LAS CIUDADES COMO CENTROS DE IRRADIACIÓN DEL ESPÍRITU ROMANO

Los semilleros y centros de irradiación del espíritu romano son en toda la extensión del Imperio las ciudades y sólo ellas (los distritos campesinos son atribuidos a ellas como territorios).  Los territorios que no tienen ciudad siguen en la oscuridad como puros objetos de dominio.  Augusto ha fundado ciudades como un dominador helenístico, pero mucho más numerosas y dentro de un plan más ambicioso que ninguno de ellos, en África, Galia e Hispania, junto al Rhin y junto al Danubio.  Aldeas y villas, clanes y asociaciones tribales, recintos de templos y mercados son transformados en ciudades; como apéndice de los campamentos de legionarios y de las tropas auxiliares crecieron rápidamente las ciudades; otras fueron fundadas en pleno campo.  Todos los emperadores del siglo I, sobre todo Claudio y Vespasiano, continúan la obra edilicia de las provincias.  Los Antoninos, en el siglo II, hacen más densa la red de ciudades y las establecen además en las lejanas provincias danubianas, por Dacia, Mesia y Tracia.  Millares, verdaderamente millares de ciudades florecieron en estos dos siglos, en las costas y junto a los ríos,  ante las vías militares y de tráfico; ciudades campesinas y comerciales, ciudades metropolitanas y de rutas caravaneras... Cada una con su vida política propia y, cuando tenía pleno derecho, con un senado municipal.  Todas ellas son foco de irradiación de la civilización greco-romana y baluartes de la supremacía de Roma.  Arquitectos romanos construyen en todo el mundo: acueductos y pórticos, mercados y templos, tribunales y curias, gimnasios y baños, teatros y estadios.  El Imperio se constituye como una gigantesca federación de ciudades-estado.  Pero el imperio y el cuidado del príncipe lo abarca todo en una misma paz: "toda la ecumene es una sola ciudad" (Elio Arístides).
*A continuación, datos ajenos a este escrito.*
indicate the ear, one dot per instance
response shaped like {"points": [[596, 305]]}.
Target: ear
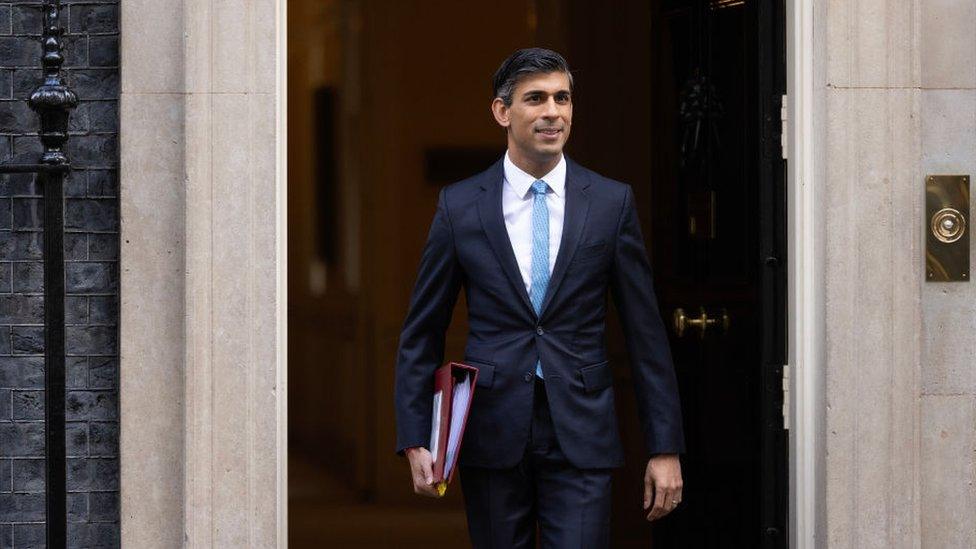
{"points": [[501, 112]]}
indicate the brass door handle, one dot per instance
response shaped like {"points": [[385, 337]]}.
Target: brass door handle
{"points": [[682, 322]]}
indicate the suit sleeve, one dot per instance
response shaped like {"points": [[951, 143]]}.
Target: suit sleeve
{"points": [[421, 345], [655, 383]]}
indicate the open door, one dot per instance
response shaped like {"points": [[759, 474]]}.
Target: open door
{"points": [[720, 261]]}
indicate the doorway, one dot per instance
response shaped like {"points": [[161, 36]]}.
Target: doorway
{"points": [[679, 98]]}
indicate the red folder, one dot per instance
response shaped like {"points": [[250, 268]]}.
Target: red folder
{"points": [[453, 393]]}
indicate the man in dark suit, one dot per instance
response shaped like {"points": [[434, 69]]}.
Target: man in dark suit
{"points": [[536, 241]]}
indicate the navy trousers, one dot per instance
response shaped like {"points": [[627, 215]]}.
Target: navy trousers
{"points": [[570, 506]]}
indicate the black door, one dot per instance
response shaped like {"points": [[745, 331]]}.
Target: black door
{"points": [[719, 257]]}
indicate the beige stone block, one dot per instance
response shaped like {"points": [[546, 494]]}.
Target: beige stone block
{"points": [[948, 131], [264, 46], [151, 324], [947, 43], [232, 35], [871, 43], [151, 46], [198, 55], [948, 471], [199, 334], [872, 310]]}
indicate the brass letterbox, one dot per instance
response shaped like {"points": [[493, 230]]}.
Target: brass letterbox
{"points": [[947, 228]]}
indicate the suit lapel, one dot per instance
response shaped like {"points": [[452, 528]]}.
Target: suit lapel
{"points": [[493, 223], [574, 219]]}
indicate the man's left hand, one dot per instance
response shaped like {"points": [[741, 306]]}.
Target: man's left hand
{"points": [[662, 485]]}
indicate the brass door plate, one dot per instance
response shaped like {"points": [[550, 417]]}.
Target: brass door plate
{"points": [[947, 228]]}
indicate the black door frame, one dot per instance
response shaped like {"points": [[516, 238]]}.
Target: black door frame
{"points": [[774, 260]]}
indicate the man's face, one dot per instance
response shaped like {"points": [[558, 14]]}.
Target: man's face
{"points": [[540, 116]]}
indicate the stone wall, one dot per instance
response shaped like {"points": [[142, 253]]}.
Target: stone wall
{"points": [[899, 87], [92, 253]]}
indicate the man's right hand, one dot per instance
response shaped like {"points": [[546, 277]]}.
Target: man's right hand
{"points": [[421, 469]]}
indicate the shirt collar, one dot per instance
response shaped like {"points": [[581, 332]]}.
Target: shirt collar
{"points": [[521, 181]]}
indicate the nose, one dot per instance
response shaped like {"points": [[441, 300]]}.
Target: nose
{"points": [[551, 111]]}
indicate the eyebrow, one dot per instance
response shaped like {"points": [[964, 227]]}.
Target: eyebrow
{"points": [[543, 92]]}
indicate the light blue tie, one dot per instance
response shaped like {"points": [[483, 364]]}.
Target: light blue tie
{"points": [[540, 251]]}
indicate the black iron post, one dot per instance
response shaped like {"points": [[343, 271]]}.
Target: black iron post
{"points": [[53, 101]]}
La palabra "civilización", hoy tan devaluada y superada, tiene en la época que nos ocupa un valor crucial dentro de la historia universal, pues allí designa, no un montón de cosas artificiosas que se han hecho imprescindibles, sino una conformación llena de aspiraciones de la vida y de las costumbres, un espíritu que obliga y que ejerce un efecto duradero sobre fuerzas valiosas.  Su acento es verdad que descansa sobre aquellos que poseen algo y tienen algo que perder, pero, sobre todo, en que estos mismos son responsables del conjunto.  La civilización es allí interés activo por el imperio y colaboración en él en cualquier grado.  Los elementos civilizados forman el sistema de puntos angulares, articulaciones y transmisiones en los que no sólo reposa el imperio, sino con los que opera.  En ellos descansa su economía financiera, su administración de recursos y su ejército.  De ellos saca el dinero y los premios, los soldados y oficiales, los funcionarios, senadores y pronto incluso los emperadores; esto último a partir del año 69, en que según la cínica frase de Tácito (Historias, I), fue descubierto el misterio de que el príncipe, al cabo, también puede ser hecho en otra parte que en Roma.  Cuanto más importantes se vuelven las ciudades provinciales para el reclutamiento y para el bienestar del Imperio, tanto más se completa el senado romano con los senados de ellas, y tanto más marcadamente se extiende a las mismas el cuidado de los emperadores.  Cuando después la política económica de los emperadores soldados del siglo III, las cargas de las guerras permanentes y de los desórdenes en el Imperio arruinaron a las clases medias ciudadanas, el ejército se componía hacía mucho de bárbaros del campo y la lucha de clases se hizo declarada entre las ciudades y el campo esclavizado, la estructura primitiva saltó.  Pero también aquí podría decirse que el fin estaba presupuesto en el principio y que la decadencia confirma a su manera la ley de la edificación.